Outside the building that housed The Colonel’s office was a swing set for Lisa Marie. Connected to the same building was an indoor shooting range.  I thought it was weird that out of all the places it could have been placed on Elvis’ 13 acres of land the swing set was place outside a shooting range. Different times I guess.

Spent his final morning.

Elvis loved racquetball so much he built a court on his property. The court also contained a room with leather couches and a piano. On the day he died he was at that piano playing songs and singing with family and friends.

Out of all the pictures of Elvis there wasn’t a single one where he had gained weight. It was all the fit or “skinny Elvis”. I was told the family didn’t want visitors and fans to remember him that way. I can see how they would want everyone to see and recall happy memories of Elvis.

Elvis’ Final Resting Place

The Meditation Garden is where you will find Elvis Presley’s grave; along with his mother’s, father’s and grandmother’s grave. His grandmother, Minnie Mae, outlived her son, Vernon, and her grandson, Elvis.

Pink Cadillac

At the car museum I saw Elvis’ Pink Cadillac.  According to the audio tour Elvis was very generous with his vehicles, usually giving them to friends and even strangers. But the only car he would not give away was his mother’s favorite… the Pink Cadillac.
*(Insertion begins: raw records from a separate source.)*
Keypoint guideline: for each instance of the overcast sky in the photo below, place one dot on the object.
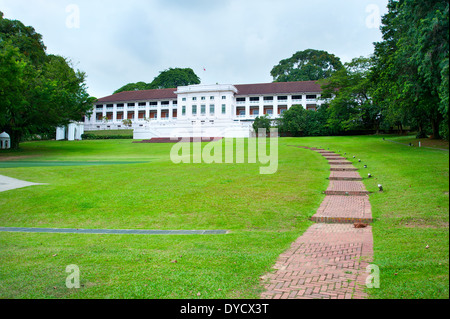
(236, 41)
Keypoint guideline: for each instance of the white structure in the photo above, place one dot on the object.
(200, 110)
(5, 141)
(71, 132)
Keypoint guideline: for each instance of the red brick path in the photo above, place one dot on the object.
(329, 260)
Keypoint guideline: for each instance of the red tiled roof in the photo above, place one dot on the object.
(143, 95)
(243, 89)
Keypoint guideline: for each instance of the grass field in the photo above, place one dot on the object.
(264, 213)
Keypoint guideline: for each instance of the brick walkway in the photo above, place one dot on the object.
(329, 260)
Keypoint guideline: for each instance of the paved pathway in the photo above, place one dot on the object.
(329, 260)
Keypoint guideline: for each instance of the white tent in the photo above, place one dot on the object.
(5, 141)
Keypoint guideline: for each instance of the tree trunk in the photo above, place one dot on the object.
(15, 139)
(435, 128)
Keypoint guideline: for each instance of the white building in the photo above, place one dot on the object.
(71, 132)
(200, 110)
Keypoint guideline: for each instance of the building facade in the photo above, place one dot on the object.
(200, 110)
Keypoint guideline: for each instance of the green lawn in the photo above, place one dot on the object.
(265, 214)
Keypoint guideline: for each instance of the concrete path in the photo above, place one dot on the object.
(8, 183)
(329, 260)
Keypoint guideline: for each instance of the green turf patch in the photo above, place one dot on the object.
(13, 164)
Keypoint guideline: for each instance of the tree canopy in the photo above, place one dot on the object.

At the end of the tours and museums I picked out a postcard for my dad and then remembered he was gone. I’ve been told that may happen for awhile. It depresses me when I forget he is dead and then remember. But it saddens me more to think that at some point his death will be normal to me.

Visiting Graceland was a great way to wait out Hurricane Sandy. At least so I thought, I spent three nights in Nashville because of the snow from Sandy.

In part three of The Road Back I will tell you some things about our 16th President Abraham Lincoln you may not have known, including he may not have been as poor as we thought.

Abraham Lincoln Bust

(NaBloPoMo: I’m still counting this as a post for November 6th. I got caught up watching the election coverage and posted late.)